The entrance to the Trollfjord

At the last minute the entrance to the tiny fjord appeared before us, its sides climbing almost vertically out of the water.  A small dinghy had entered the fjord ahead of us and at this point we assumed they were making their way through and out the other end.  As it turned out, there was no ‘other end’.  On a map, the Trollfjord is the shape of a keyhole; the narrow entrance widening out into a roughly circular basin, entirely enclosed by steeply walled mountains.  Inside it was cold and quiet, the water still and silent beneath the ship.

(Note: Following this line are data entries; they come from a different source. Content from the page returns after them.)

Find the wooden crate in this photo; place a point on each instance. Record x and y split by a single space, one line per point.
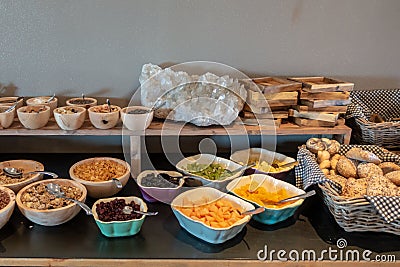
323 84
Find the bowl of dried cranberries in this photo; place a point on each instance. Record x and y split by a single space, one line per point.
112 219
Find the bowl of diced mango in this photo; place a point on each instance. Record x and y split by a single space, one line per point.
210 214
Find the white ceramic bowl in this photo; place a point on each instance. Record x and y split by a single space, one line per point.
136 122
199 229
51 217
78 101
101 189
6 118
270 184
16 184
207 159
120 228
104 120
10 100
251 155
70 117
36 119
6 212
42 100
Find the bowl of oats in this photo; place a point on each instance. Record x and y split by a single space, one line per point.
41 207
102 176
70 117
24 166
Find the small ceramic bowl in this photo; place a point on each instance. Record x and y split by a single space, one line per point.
53 216
120 228
10 100
5 213
16 184
136 118
251 155
70 117
102 118
6 118
78 101
42 100
100 188
271 215
201 230
34 117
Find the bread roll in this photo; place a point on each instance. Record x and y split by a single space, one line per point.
362 155
367 169
346 167
394 177
389 167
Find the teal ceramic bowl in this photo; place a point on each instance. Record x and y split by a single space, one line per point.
120 228
270 215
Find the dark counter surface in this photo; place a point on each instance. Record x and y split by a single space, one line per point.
161 237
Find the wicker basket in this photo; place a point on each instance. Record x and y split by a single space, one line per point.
356 214
382 102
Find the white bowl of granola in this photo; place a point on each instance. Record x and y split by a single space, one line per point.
101 175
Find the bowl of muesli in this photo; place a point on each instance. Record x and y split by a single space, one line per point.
24 166
102 176
42 207
7 204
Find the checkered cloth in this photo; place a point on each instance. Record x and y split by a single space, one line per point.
384 102
308 173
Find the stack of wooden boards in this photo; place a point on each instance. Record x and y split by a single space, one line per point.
321 101
268 102
307 101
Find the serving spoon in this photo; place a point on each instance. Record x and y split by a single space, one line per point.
55 190
17 173
129 210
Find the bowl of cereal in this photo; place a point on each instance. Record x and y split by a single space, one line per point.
7 204
34 117
103 116
70 117
111 219
102 176
24 166
50 101
41 207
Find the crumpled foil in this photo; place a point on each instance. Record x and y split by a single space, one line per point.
202 100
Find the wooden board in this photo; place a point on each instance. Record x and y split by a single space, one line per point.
314 115
338 109
324 103
323 84
276 84
324 95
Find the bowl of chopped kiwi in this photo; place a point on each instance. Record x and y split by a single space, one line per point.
212 170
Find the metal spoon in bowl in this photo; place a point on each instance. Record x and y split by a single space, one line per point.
17 173
55 190
15 104
129 210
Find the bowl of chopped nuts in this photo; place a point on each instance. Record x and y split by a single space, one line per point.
113 221
34 117
24 166
70 117
7 204
41 207
104 116
102 176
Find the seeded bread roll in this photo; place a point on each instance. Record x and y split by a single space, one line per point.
379 185
362 155
346 167
367 169
394 177
355 187
389 167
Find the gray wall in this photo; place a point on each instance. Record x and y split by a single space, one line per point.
98 47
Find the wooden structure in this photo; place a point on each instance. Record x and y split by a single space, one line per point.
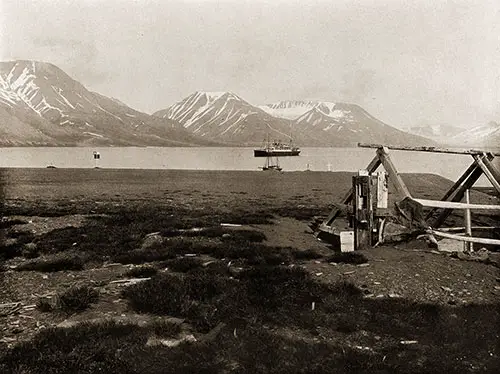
481 165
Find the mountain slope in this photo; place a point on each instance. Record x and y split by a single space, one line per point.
224 116
340 124
42 105
487 136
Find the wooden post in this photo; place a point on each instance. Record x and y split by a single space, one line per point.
363 209
495 182
468 225
372 167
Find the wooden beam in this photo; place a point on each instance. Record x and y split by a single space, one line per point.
493 169
457 184
474 228
394 177
428 149
458 195
487 172
455 205
469 239
372 167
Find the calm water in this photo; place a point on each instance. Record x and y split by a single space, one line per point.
316 159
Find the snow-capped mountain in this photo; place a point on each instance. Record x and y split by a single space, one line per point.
42 105
224 116
339 124
487 136
477 136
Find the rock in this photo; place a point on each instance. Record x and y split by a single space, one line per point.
152 240
154 341
406 342
30 250
450 245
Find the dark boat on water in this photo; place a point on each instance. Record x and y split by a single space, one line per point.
276 149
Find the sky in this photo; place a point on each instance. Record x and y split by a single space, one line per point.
408 63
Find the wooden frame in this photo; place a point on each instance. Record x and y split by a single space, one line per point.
451 200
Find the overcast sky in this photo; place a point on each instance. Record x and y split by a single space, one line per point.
406 62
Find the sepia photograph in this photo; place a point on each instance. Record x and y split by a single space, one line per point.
236 186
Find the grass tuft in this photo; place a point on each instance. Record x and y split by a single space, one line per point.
141 272
354 258
67 262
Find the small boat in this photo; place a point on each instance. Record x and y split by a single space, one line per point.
276 149
272 163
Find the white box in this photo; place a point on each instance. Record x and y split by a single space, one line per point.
347 241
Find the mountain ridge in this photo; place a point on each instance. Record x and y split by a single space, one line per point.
41 105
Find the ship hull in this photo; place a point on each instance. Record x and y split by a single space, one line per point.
275 152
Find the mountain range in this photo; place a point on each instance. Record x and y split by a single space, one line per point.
485 136
40 105
226 117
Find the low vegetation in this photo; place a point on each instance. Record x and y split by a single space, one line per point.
141 272
61 263
73 300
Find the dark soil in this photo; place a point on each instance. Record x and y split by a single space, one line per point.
257 294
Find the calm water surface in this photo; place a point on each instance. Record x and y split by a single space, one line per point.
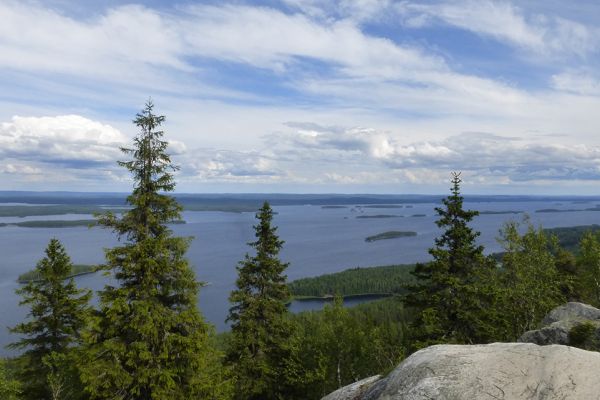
317 241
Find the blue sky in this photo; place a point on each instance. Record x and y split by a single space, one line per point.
323 96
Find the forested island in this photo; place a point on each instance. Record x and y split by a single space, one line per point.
146 338
378 216
390 235
52 223
384 280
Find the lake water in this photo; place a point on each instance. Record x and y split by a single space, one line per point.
317 241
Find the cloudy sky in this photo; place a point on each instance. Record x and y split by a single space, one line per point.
348 96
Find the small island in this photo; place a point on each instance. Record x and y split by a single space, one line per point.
379 216
500 212
76 270
390 235
383 206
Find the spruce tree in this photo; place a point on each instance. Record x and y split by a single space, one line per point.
149 340
447 296
58 312
259 328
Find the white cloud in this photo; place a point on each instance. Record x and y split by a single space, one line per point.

We didn’t have long to wonder how we were going to get out of the fjord having arrived in this dead end.  The ship came to a halt and then started to turn clockwise on its own axis, barely deviating from the spot.  Not content with turning the 180 degrees needed for us to sail out of the fjord, the captain took the ship through an additional 360 degree turn before sailing out of the fjord and re-joining our route.

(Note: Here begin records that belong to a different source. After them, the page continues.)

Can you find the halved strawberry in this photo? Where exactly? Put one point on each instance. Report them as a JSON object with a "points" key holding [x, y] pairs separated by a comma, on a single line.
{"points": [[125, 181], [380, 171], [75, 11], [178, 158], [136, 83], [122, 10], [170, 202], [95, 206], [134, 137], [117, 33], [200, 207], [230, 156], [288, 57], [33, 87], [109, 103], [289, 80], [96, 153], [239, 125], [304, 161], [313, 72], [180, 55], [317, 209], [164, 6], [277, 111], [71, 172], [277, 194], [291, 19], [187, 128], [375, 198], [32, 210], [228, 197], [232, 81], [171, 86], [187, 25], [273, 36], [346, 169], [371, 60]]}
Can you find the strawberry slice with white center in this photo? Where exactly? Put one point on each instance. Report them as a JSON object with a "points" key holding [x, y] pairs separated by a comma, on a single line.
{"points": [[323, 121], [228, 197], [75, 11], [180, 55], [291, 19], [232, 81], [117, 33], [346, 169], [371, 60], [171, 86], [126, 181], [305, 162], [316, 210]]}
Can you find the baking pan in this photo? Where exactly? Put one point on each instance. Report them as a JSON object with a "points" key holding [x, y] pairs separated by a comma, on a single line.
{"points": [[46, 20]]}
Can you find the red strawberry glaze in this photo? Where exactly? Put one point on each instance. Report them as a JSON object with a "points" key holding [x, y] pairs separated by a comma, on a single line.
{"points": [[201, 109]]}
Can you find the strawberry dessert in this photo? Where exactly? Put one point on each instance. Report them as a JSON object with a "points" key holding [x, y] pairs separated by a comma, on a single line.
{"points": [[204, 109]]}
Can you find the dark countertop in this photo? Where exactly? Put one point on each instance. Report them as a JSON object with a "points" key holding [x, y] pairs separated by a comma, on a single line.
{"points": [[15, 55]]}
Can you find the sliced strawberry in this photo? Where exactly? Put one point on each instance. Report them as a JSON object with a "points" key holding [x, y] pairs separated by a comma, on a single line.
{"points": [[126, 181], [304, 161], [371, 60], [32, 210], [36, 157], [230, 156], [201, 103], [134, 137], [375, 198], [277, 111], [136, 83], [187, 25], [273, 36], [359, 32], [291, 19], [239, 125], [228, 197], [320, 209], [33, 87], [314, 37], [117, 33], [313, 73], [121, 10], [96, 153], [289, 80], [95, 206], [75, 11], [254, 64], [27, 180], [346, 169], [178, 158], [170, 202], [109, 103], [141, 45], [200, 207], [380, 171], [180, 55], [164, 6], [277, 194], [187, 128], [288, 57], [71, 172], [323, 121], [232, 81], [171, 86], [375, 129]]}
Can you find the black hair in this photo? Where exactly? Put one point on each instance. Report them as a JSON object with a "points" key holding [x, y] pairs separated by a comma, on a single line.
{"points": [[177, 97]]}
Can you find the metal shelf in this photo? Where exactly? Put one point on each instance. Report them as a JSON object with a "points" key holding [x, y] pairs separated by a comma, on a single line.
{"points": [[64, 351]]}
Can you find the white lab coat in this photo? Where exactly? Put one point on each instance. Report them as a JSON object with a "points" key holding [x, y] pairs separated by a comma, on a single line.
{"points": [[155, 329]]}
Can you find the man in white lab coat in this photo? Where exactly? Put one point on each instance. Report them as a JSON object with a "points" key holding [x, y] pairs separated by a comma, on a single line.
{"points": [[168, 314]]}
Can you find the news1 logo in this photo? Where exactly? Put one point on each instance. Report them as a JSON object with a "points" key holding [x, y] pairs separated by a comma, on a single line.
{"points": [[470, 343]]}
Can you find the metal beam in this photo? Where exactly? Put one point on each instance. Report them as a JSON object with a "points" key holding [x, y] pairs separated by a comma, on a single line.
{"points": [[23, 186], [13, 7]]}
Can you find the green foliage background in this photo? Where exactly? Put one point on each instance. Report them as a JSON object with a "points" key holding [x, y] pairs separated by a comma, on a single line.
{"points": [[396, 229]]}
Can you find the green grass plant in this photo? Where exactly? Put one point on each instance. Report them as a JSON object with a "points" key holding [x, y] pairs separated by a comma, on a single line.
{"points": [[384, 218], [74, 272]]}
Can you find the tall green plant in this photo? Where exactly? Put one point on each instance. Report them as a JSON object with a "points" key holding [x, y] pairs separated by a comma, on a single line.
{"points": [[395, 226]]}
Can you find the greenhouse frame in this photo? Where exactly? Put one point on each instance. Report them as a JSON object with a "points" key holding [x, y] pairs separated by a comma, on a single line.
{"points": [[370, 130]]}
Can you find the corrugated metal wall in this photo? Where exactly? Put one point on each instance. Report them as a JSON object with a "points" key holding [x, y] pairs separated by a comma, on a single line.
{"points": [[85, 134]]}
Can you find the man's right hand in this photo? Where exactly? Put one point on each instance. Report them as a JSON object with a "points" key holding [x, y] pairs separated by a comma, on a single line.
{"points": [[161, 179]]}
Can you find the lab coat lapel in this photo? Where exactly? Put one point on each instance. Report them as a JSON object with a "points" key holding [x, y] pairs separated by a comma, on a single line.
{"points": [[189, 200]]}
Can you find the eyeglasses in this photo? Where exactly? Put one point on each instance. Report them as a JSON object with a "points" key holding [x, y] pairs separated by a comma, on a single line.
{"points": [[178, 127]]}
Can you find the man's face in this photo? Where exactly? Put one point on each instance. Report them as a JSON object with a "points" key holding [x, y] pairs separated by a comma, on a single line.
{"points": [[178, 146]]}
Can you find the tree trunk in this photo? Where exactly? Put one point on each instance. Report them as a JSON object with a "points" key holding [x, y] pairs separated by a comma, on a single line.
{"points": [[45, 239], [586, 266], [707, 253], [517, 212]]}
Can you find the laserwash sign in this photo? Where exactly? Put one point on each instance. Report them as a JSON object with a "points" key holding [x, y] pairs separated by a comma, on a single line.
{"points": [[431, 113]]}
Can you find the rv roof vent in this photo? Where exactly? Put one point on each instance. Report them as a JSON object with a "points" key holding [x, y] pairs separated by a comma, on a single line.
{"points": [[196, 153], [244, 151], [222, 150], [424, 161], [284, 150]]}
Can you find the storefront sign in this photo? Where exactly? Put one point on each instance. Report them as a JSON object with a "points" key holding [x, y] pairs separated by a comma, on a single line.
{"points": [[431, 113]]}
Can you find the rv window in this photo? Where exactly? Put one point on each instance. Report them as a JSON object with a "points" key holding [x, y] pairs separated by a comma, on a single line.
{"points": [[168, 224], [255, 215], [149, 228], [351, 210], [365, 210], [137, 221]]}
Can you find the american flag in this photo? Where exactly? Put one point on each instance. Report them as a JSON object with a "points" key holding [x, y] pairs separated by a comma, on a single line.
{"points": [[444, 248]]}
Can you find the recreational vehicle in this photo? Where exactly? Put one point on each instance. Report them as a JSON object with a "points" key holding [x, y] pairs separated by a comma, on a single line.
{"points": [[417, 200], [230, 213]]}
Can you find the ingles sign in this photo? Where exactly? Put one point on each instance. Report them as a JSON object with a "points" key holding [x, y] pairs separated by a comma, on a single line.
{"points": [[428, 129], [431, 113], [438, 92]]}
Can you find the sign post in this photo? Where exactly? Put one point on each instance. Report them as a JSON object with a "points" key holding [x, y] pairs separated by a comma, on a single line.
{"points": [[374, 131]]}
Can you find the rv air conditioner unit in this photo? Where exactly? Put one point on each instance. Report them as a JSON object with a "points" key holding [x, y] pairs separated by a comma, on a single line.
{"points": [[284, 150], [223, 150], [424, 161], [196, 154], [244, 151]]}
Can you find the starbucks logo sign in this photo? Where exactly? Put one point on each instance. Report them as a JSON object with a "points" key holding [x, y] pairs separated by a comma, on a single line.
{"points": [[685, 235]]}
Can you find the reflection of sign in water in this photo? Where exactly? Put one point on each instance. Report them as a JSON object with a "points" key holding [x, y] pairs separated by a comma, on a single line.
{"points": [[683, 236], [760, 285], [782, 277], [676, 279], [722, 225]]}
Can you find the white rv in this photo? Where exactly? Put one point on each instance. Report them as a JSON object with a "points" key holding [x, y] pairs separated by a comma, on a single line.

Inside Trollfjord, looking back towards the entrance after a 540 degree turn


As darkness fell, the wind picked up and the ship pitched and rolled as we made our way across the Norwegian sea towards the mainland and our destination port – Ørnes.  We were enjoying being on board so much, that on arrival in Ørnes we extended our journey to Trondheim – another 24 hours on board – bringing us much further south into what we hoped would be better weather.  A storm was forecast that night that would render camping in the roof tent impossible. 

Our second day on board was spent in similar fashion.  The scenery, although less spectacular, was no less beautiful but the approaching storm kept us inside most of the day.  We used the time to catch up on writing our blog, sorting out finances and transferring the many photos and videos we’d shot the day before onto the laptop.

We arrived in Trondheim before dawn the following morning.  Leaving the ship was an unremarkable affair as far as the crew was concerned; they are so used to passengers embarking and disembarking at every port that they took little notice of us.  We, however, felt genuinely sad at leaving.  Although looking forward to continuing our journey in the Land Rover, we had both loved being at sea.  We have already decided to return to Scandinavia, the Arctic and Hurtigruten.